Malfoy sent an owl the other day; it's the first time I have heard anything from him since that night. He said it was time he thanked me for saving his life -- that ten years was long enough to wait. He told me his son had taught him how to let go of past hurts, and I guess that is what he was doing, letting go. I replied and told him that his mother saved my life and that he owed me nothing. I also told him I held no hard feelings towards him. We were young and we were more than likely predisposed from the beginning to hate each other. He didn't ask for any of this any more than I did. He's not so bad. I am a bit curious how my son and his son will get on at Hogwarts when that time comes.
Professor McGonagall invited me for tea last week. I hadn't been in the Headmaster's office since that night, so it was an odd experience, but I am glad I went. I think she knew how being there affected me. She asked if I was happy. I smiled and said that yes, I was. But she saw something, or so she says, and asked me again, giving me that look that only McGonagall could give. She is scary, I tell you. I wasn't lying; I really was happy, but there was something bothering me, so then I told her that James had asked me why Teddy didn't have a daddy. That one threw me, I'm not going to lie. My son is going to have other questions and I don't think I'm ready for them. She then proceeded to tell me that I was a father and I was going to have to be ready to answer questions whether I wanted to or not. She said I was more than equipped to answer my son's questions, and it was better I do so sooner rather than later, in a way that James would understand. Leave it to McGonagall to give me a direct answer that I needed. I made a joke and said that that was an answer I would expect from Snape. She laughed and said that I was very wrong, and left it at that. I have the feeling there is a lot about Snape that I was wrong about. I think I'm glad about that.

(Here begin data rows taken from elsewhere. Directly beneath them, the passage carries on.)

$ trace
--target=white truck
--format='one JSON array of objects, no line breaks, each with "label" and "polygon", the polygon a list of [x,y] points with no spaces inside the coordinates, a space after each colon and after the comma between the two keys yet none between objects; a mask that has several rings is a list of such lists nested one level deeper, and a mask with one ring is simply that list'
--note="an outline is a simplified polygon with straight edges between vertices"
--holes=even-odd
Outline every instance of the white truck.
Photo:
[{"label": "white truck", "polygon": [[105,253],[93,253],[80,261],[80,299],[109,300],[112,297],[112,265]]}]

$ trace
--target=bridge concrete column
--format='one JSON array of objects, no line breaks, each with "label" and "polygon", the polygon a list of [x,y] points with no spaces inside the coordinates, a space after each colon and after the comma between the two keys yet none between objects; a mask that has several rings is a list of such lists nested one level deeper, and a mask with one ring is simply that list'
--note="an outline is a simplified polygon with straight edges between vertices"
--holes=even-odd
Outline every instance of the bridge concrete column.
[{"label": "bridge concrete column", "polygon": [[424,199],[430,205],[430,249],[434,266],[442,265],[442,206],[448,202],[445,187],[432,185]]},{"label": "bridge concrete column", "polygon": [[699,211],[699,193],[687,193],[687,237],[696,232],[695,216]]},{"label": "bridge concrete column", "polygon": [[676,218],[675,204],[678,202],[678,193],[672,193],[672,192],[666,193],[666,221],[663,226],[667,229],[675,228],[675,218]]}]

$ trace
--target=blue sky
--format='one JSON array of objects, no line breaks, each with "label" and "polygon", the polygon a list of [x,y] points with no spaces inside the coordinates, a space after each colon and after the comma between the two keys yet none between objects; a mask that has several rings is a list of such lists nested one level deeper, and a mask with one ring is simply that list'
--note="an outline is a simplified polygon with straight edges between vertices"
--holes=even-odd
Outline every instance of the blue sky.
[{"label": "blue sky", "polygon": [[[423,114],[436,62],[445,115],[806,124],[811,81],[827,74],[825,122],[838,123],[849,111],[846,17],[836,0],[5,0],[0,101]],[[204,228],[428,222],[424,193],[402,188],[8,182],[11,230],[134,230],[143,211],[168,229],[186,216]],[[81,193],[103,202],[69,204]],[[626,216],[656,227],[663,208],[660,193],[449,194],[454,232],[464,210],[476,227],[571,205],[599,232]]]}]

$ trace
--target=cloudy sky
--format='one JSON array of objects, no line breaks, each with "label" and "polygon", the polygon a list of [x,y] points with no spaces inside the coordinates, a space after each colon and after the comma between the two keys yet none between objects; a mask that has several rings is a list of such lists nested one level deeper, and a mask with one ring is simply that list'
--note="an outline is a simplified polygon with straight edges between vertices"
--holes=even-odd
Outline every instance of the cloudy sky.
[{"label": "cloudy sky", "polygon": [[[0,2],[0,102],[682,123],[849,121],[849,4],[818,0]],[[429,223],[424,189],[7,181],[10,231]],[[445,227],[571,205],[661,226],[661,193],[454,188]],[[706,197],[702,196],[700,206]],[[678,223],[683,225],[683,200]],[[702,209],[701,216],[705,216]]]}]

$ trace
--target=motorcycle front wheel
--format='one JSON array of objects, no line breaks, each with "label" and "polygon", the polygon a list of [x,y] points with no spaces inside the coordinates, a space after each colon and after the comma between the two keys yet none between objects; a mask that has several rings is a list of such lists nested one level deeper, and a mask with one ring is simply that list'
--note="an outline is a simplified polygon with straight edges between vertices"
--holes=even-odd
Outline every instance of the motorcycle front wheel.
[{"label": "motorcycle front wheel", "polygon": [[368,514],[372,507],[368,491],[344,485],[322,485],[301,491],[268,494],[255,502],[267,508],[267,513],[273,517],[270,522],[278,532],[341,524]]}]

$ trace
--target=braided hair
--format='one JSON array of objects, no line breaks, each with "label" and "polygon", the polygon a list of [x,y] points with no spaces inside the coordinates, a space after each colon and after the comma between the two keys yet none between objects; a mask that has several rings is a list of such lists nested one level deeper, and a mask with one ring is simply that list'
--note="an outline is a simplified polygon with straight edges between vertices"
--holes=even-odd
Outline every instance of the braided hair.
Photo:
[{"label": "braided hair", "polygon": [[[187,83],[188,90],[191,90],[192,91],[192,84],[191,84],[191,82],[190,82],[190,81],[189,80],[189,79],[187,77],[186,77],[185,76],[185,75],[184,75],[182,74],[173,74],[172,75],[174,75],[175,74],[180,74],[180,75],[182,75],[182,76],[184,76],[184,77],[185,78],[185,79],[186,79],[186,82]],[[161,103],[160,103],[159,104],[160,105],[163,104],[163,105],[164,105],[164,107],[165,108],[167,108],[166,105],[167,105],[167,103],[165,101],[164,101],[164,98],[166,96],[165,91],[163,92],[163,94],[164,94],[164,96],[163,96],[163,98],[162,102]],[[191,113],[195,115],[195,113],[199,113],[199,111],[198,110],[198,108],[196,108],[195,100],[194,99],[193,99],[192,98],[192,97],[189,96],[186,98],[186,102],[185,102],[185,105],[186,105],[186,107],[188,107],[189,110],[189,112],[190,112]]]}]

Ginny's going to have another baby. She knows I want a little girl, and she said if it is, we should name her Lily. I think I'd like that. Molly is such a wonderful grandmother. I know my mum would have been as well.
So it's been ten years. There are times I miss that innocent little boy who thought magic was the best thing ever, and sometimes I miss those nights spent out in the woods looking for something that we had no idea what it was. I miss the laugh that was Fred's last, and I miss the lessons that Snape could have taught me. I miss so many things that were here ten years ago that are not here now, but I thank whoever I should that I have a wife and kids who love me. That little boy who was brought into this world with so much love has been through a lot, but for what I have, I'd do it again.
Perfect timing, I hear Molly and Teddy talking in the kitchen, so I am off to spend some time with my family.